Actually I think you're going for the opposite: you want tshark to dissect packets as soon as they're available, right? So there is less variability between how many packets dumpcap processes and how many tshark processes. To do that, decrease DUMPCAP_UPD_TIME to a small number.

(16 Oct '13, 06:23) JeffMorriss ♦

I have done with 2 cases: DUMPCAP_UPD_TIME = 1000 ms and DUMPCAP_UPD_TIME = 100 ms, let 's see the difference. With DUMPCAP_UPD_TIME = 1000 ms, the number of incoming packets: (8000 ~ 19000) vs the number of outgoing packets: (1000 ~ 2000). With DUMPCAP_UPD_TIME = 100 ms, the number of incoming packets: (2000 ~ 8000) vs the number of outgoing packets: (300 ~ 500). So, we have a less variability between how many packets dumpcap processes and how many tshark processes, but if we focus on the percentage of outgoing packets/incoming packets, the performance might be decrease so that when we stop tshark (by using -a duration:120), only dumpcap stops while tshark is still running and the delay is still long.

(17 Oct '13, 19:36) hoangsonk49

showing 5 of 7 show 2 more comments

Answer 2

Does this mean the processing speed of Dissectors is less than Dumpcap (i don't think so because we don't have enough evidence)?

well, just by applying logic, I would answer: Yes

Reason: Both dumpcap and tshark have the same amount of I/O work (if we ignore file system caches for a while). So, that amount of time is the same (dumpcap writing data, tshark reading the same amount of data).

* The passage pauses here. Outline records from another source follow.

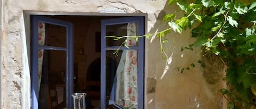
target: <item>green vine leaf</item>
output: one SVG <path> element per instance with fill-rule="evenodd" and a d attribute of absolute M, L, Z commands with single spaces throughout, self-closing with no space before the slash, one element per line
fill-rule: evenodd
<path fill-rule="evenodd" d="M 197 18 L 197 20 L 198 20 L 199 21 L 200 21 L 201 22 L 203 22 L 202 21 L 202 18 L 201 17 L 201 16 L 199 16 L 199 15 L 197 15 L 194 13 L 193 13 L 194 14 L 194 15 L 195 16 L 195 18 Z"/>
<path fill-rule="evenodd" d="M 176 4 L 180 7 L 180 8 L 181 8 L 181 10 L 186 12 L 187 8 L 186 8 L 184 4 L 181 4 L 178 2 L 177 2 Z"/>
<path fill-rule="evenodd" d="M 235 9 L 236 10 L 236 11 L 239 14 L 243 15 L 245 13 L 247 12 L 247 11 L 248 10 L 247 7 L 245 7 L 243 5 L 241 5 L 241 4 L 238 3 L 236 5 L 235 5 Z"/>
<path fill-rule="evenodd" d="M 180 20 L 177 20 L 175 23 L 180 25 L 182 29 L 186 29 L 188 27 L 188 18 L 183 17 Z"/>
<path fill-rule="evenodd" d="M 214 1 L 212 0 L 202 0 L 202 4 L 206 8 L 209 8 L 215 4 Z"/>
<path fill-rule="evenodd" d="M 164 22 L 166 21 L 172 21 L 175 18 L 175 15 L 174 14 L 167 14 L 166 15 L 163 19 Z"/>
<path fill-rule="evenodd" d="M 168 4 L 171 5 L 175 1 L 175 0 L 170 0 L 169 1 Z"/>
<path fill-rule="evenodd" d="M 250 7 L 249 7 L 249 10 L 251 10 L 251 9 L 254 8 L 255 7 L 256 7 L 256 2 L 253 2 L 250 5 Z"/>
<path fill-rule="evenodd" d="M 222 9 L 221 9 L 219 12 L 214 14 L 214 15 L 212 16 L 212 18 L 218 16 L 221 14 L 223 14 L 224 13 L 225 13 L 225 12 L 226 12 L 226 11 L 227 10 L 222 10 Z"/>
<path fill-rule="evenodd" d="M 233 109 L 235 108 L 235 104 L 233 102 L 228 102 L 227 105 L 228 109 Z"/>
<path fill-rule="evenodd" d="M 225 88 L 222 88 L 221 89 L 221 90 L 219 90 L 221 91 L 221 92 L 223 94 L 228 94 L 229 93 L 229 91 L 225 89 Z"/>
<path fill-rule="evenodd" d="M 230 16 L 228 16 L 228 17 L 227 18 L 227 20 L 229 21 L 229 24 L 232 25 L 232 27 L 237 27 L 238 23 L 236 22 L 236 21 L 233 20 L 233 18 Z"/>
<path fill-rule="evenodd" d="M 172 28 L 174 31 L 178 32 L 181 34 L 181 33 L 182 32 L 182 29 L 179 25 L 177 25 L 173 22 L 168 22 L 168 24 L 171 28 Z"/>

Then tshark has a lot of additional work due to the dissection of frames. So, yes dissecting packets with tshark will always be slower than just writing the packets to disk with dumpcap. This is due to the way how dumpcap 'delivers' packets to tshark, through a file they use both.

Thus, I believe the specific problem you have found is a structural problem and I don't know if there is a general or an easy solution for this. There will always be situations where dumpcap will be ahead of tshark, due to the time tshark needs to dissect the frames and it gets worse the longer tshark runs, due to larger lists and hash tables tshark needs to fill, search and possibly reorganize (hash table collisions - although I did not check where exactly that might happen!!). File system caching might help, as the I/O work of tshark (reading what dumpcap just wrote) has a much lower impact than for dumpcap (writing new data), but still....

I change the code to print out the number of incoming packet (which are written to .pcap file by dumpcap) and the number of outgoing packets (which are dissected by dissector together).

Can you please post the code change, so we can check if the changes are appropriate to measure what you are trying to measure ;-))

Regards
Kurt